Imagine Australia's steel industry being reshaped by a staggering $13.2 billion takeover bid. That's exactly what's happening as Kerry Stokes's Seven Group Holdings (SGH) and its U.S. partner, Steel Dynamics, set their sights on BlueScope Steel, the country's largest steelmaker. But here's where it gets controversial: this isn't the first time Steel Dynamics has tried to gain control of BlueScope's North American operations—it's actually the third attempt in just two years. So, what's different this time? And why is this deal sparking both excitement and skepticism?
On Tuesday, BlueScope shares surged by over 20%, reaching $29.51 by 11:45 a.m.

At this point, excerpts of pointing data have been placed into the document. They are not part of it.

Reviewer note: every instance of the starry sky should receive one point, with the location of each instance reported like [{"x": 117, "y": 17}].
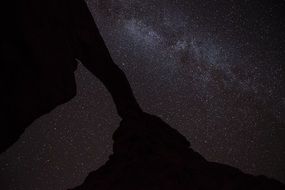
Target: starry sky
[{"x": 213, "y": 70}]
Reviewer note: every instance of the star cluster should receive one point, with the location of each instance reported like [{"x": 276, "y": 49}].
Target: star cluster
[{"x": 214, "y": 70}]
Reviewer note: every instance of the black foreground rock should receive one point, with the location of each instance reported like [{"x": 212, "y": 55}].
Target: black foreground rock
[{"x": 150, "y": 155}]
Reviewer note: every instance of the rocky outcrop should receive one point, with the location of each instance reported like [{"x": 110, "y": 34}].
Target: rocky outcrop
[{"x": 150, "y": 155}]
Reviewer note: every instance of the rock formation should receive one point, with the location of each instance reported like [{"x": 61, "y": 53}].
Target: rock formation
[{"x": 150, "y": 155}]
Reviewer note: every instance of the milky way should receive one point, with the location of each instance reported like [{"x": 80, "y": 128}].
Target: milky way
[{"x": 214, "y": 70}]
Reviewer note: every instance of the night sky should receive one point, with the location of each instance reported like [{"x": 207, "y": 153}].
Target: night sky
[{"x": 213, "y": 70}]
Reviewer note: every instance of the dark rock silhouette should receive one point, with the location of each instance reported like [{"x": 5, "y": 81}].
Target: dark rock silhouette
[
  {"x": 150, "y": 155},
  {"x": 40, "y": 43}
]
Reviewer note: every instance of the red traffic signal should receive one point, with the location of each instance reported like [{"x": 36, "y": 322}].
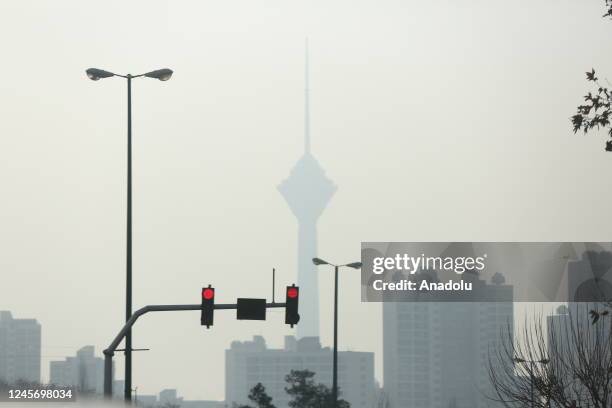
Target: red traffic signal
[
  {"x": 208, "y": 293},
  {"x": 292, "y": 292},
  {"x": 208, "y": 306},
  {"x": 291, "y": 305}
]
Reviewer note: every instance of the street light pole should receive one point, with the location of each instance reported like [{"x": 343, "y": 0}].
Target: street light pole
[
  {"x": 354, "y": 265},
  {"x": 335, "y": 364},
  {"x": 96, "y": 74},
  {"x": 128, "y": 252}
]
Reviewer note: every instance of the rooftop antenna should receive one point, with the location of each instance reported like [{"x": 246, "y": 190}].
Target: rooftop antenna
[
  {"x": 306, "y": 101},
  {"x": 273, "y": 279}
]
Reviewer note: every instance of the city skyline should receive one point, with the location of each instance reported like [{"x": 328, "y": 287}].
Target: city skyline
[{"x": 402, "y": 113}]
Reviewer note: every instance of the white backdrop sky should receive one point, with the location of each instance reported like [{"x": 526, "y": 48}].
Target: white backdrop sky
[{"x": 438, "y": 120}]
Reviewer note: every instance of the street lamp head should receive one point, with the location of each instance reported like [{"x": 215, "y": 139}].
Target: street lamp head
[
  {"x": 163, "y": 74},
  {"x": 319, "y": 261},
  {"x": 95, "y": 74}
]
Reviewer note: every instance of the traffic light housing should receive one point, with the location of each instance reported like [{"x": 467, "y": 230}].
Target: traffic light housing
[
  {"x": 208, "y": 306},
  {"x": 291, "y": 305}
]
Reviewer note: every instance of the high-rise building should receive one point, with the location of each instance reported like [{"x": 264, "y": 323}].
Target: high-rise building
[
  {"x": 19, "y": 349},
  {"x": 307, "y": 191},
  {"x": 436, "y": 353},
  {"x": 84, "y": 371},
  {"x": 250, "y": 362}
]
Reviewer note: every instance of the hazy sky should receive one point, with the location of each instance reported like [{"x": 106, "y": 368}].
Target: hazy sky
[{"x": 439, "y": 120}]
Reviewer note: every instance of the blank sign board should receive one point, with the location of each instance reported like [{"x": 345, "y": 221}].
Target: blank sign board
[{"x": 251, "y": 309}]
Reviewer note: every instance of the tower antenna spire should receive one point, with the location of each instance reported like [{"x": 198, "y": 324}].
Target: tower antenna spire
[{"x": 306, "y": 101}]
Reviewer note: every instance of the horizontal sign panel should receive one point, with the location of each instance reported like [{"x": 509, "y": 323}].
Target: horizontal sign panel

AEDT, just shy of the $30 per share offer price. This bid is the most generous yet, valuing BlueScope well above the $24 to $26 target prices set by most analysts, according to Bloomberg data. And this is the part most people miss: SGH plans to offload BlueScope's North American businesses, which specialize in flat rolled and coated steel products, to Steel Dynamics—the U.S.'s fourth-largest steel producer—if the takeover succeeds. But why is SGH so keen on BlueScope's Australian operations?

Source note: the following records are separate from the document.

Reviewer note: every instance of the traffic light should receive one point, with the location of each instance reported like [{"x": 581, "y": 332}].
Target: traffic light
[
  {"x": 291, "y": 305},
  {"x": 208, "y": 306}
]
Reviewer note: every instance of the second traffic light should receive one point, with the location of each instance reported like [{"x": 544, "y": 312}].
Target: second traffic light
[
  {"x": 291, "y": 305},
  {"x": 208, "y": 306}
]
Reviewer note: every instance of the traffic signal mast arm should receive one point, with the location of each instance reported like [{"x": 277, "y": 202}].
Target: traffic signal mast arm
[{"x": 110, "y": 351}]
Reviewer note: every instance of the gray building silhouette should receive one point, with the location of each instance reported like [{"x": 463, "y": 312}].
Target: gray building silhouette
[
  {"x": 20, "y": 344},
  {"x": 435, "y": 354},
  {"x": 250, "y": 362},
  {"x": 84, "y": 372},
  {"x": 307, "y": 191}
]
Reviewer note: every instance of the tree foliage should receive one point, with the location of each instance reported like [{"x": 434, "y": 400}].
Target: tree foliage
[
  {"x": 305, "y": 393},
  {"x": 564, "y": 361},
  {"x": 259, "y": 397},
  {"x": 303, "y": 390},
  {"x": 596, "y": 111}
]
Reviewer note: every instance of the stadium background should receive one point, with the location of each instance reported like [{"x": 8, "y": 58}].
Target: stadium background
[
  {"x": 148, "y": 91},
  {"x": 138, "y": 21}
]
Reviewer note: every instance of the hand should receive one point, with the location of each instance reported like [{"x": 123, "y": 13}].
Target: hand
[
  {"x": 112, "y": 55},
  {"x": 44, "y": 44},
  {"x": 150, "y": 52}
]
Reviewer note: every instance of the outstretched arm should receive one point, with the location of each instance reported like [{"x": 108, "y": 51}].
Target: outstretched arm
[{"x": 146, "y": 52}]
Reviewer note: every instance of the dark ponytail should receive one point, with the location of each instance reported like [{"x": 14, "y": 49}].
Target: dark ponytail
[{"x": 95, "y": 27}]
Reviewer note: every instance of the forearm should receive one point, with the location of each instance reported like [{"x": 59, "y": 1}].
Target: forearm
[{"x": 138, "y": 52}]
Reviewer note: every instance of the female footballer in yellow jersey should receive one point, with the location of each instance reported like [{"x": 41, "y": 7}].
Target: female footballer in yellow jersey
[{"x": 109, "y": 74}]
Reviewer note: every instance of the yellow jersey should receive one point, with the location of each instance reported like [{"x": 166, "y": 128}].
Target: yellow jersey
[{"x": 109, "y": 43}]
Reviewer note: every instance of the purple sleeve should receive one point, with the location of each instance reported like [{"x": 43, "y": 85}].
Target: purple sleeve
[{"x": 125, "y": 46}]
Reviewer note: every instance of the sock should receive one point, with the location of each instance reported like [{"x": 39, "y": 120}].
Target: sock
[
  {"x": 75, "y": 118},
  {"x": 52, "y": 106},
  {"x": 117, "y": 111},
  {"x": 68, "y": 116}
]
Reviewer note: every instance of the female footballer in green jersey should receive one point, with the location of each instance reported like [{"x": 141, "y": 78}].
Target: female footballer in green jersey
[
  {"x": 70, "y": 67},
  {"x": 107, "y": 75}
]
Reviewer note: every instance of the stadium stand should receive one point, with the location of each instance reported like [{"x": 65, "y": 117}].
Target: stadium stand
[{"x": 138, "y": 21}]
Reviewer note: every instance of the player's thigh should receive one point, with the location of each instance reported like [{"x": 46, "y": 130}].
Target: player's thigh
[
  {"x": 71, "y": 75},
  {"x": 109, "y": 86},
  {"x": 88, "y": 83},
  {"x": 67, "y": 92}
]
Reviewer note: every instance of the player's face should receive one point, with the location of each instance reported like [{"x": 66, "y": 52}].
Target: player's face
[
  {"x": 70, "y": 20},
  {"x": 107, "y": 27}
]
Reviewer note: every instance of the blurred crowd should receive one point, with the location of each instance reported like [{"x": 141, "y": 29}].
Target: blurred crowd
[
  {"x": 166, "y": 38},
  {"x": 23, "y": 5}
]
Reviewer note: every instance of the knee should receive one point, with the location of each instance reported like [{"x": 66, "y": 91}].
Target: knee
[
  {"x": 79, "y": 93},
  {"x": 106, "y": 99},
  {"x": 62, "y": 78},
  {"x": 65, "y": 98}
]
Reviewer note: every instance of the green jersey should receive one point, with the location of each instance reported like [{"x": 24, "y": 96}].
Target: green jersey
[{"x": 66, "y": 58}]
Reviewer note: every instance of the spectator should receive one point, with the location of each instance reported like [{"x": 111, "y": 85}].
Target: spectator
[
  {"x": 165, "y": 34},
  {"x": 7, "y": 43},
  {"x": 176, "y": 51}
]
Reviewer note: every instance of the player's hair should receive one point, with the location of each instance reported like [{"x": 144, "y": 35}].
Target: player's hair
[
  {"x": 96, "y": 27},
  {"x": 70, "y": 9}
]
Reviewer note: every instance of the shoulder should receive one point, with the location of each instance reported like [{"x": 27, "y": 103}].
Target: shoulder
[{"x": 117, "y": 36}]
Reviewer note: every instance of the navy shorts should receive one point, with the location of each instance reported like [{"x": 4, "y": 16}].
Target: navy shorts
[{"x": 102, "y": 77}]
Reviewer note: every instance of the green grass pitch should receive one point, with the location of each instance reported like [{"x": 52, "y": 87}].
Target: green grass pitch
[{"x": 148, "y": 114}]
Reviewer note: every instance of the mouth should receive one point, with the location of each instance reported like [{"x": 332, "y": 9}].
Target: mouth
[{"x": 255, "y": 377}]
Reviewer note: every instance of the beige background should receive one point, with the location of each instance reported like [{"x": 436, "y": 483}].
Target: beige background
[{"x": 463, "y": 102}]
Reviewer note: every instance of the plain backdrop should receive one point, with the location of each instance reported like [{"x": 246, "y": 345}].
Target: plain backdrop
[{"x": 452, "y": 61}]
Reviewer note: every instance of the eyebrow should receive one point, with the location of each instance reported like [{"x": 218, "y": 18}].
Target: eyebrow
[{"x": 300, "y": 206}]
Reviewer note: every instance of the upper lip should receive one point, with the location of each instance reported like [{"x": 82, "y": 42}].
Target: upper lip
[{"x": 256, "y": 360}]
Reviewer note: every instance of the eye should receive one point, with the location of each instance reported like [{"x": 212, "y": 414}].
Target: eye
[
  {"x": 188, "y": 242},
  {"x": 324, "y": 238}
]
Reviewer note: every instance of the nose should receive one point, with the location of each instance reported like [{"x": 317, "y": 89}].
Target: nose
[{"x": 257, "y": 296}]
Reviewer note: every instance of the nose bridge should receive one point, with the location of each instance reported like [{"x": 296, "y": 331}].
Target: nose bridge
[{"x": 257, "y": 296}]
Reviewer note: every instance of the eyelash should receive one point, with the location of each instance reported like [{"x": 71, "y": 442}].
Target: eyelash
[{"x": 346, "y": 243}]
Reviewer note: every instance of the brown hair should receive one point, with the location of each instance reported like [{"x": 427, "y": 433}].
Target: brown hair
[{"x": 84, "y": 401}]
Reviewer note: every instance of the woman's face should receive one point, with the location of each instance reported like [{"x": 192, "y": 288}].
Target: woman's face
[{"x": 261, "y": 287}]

In a statement, SGH CEO Ryan Stokes described BlueScope's Australian business as a 'strong strategic fit' for his company, which already owns a diverse portfolio, including Boral, Australia's largest construction materials supplier. SGH also controls Caterpillar dealer Westrac, industrial hire group Coates, and significant stakes in Beach Energy and the struggling media company Seven West, which is merging with Southern Cross Austereo. Stokes emphasized SGH's track record of improving domestic industrial businesses, stating, 'We intend to leverage our disciplined operating model and capital allocation approach to deliver better outcomes for stakeholders.'
BlueScope's board is currently weighing the offer, but this isn't their first rodeo with Steel Dynamics. The company rejected three previous bids, citing significant undervaluation and regulatory risks. In late 2024, Steel Dynamics offered $27.50 per share, later increasing to $29. Then, in early 2025, they returned with a more complex proposal: take control of BlueScope's North American assets and distribute the rest to existing shareholders, valuing the company at $31 per share ($24 for North American assets and $9 for the remainder).

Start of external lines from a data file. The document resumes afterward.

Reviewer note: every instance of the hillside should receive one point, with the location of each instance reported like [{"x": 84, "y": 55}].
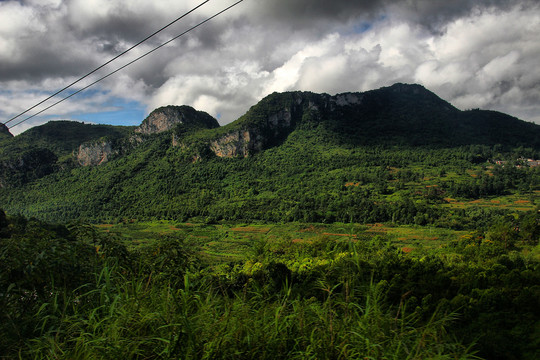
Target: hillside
[
  {"x": 4, "y": 132},
  {"x": 293, "y": 156}
]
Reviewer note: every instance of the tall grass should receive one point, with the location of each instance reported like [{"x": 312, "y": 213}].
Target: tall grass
[{"x": 139, "y": 317}]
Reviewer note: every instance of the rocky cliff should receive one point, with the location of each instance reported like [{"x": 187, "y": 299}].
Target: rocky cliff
[
  {"x": 26, "y": 166},
  {"x": 169, "y": 117},
  {"x": 4, "y": 131},
  {"x": 95, "y": 153}
]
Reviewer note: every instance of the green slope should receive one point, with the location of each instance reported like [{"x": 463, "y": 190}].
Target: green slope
[{"x": 393, "y": 154}]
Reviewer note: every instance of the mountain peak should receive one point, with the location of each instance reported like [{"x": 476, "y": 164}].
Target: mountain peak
[
  {"x": 4, "y": 131},
  {"x": 167, "y": 117}
]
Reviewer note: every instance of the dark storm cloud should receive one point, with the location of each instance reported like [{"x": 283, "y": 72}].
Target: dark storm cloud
[{"x": 472, "y": 53}]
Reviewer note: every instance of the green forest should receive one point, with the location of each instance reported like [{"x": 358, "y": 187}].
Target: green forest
[{"x": 392, "y": 226}]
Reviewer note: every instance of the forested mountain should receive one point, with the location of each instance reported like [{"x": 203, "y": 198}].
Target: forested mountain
[
  {"x": 4, "y": 132},
  {"x": 292, "y": 156},
  {"x": 383, "y": 224}
]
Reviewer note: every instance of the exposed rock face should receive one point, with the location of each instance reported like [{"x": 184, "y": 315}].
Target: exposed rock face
[
  {"x": 166, "y": 118},
  {"x": 4, "y": 131},
  {"x": 265, "y": 129},
  {"x": 237, "y": 143},
  {"x": 27, "y": 166},
  {"x": 95, "y": 153}
]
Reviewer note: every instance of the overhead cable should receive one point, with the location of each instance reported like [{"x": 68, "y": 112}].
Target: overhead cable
[
  {"x": 131, "y": 62},
  {"x": 108, "y": 62}
]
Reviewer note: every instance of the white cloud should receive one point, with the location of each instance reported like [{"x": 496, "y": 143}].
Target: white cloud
[{"x": 470, "y": 54}]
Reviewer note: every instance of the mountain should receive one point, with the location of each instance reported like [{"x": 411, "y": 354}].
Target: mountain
[
  {"x": 292, "y": 156},
  {"x": 44, "y": 149},
  {"x": 183, "y": 117},
  {"x": 4, "y": 132}
]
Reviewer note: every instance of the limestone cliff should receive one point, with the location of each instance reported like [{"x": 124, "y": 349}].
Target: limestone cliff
[
  {"x": 4, "y": 131},
  {"x": 168, "y": 117},
  {"x": 95, "y": 153}
]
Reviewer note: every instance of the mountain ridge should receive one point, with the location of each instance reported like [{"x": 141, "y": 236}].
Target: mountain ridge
[{"x": 398, "y": 115}]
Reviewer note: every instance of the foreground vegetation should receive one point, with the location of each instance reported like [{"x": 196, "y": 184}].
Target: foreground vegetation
[{"x": 81, "y": 293}]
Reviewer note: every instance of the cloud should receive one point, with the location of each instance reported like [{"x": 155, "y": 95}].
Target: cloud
[{"x": 471, "y": 53}]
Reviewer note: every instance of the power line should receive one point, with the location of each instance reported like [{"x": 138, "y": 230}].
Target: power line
[
  {"x": 108, "y": 62},
  {"x": 129, "y": 63}
]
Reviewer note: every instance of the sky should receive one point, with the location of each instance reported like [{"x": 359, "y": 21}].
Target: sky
[{"x": 472, "y": 53}]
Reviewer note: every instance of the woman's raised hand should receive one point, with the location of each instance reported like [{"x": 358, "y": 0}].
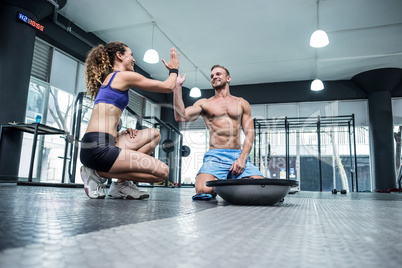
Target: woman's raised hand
[{"x": 173, "y": 61}]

The current offer comes with conditions, including due diligence, regulatory approval, and the consortium's ability to secure funding. Meanwhile, SGH shares also rose by about 4.9% on the news, with Kerry Stokes remaining the major shareholder.
Here's the burning question: Is this takeover a strategic win for both parties, or does it signal deeper challenges in the global steel industry? And what does it mean for BlueScope's future? Let us know your thoughts in the comments—this is one deal that's sure to spark debate.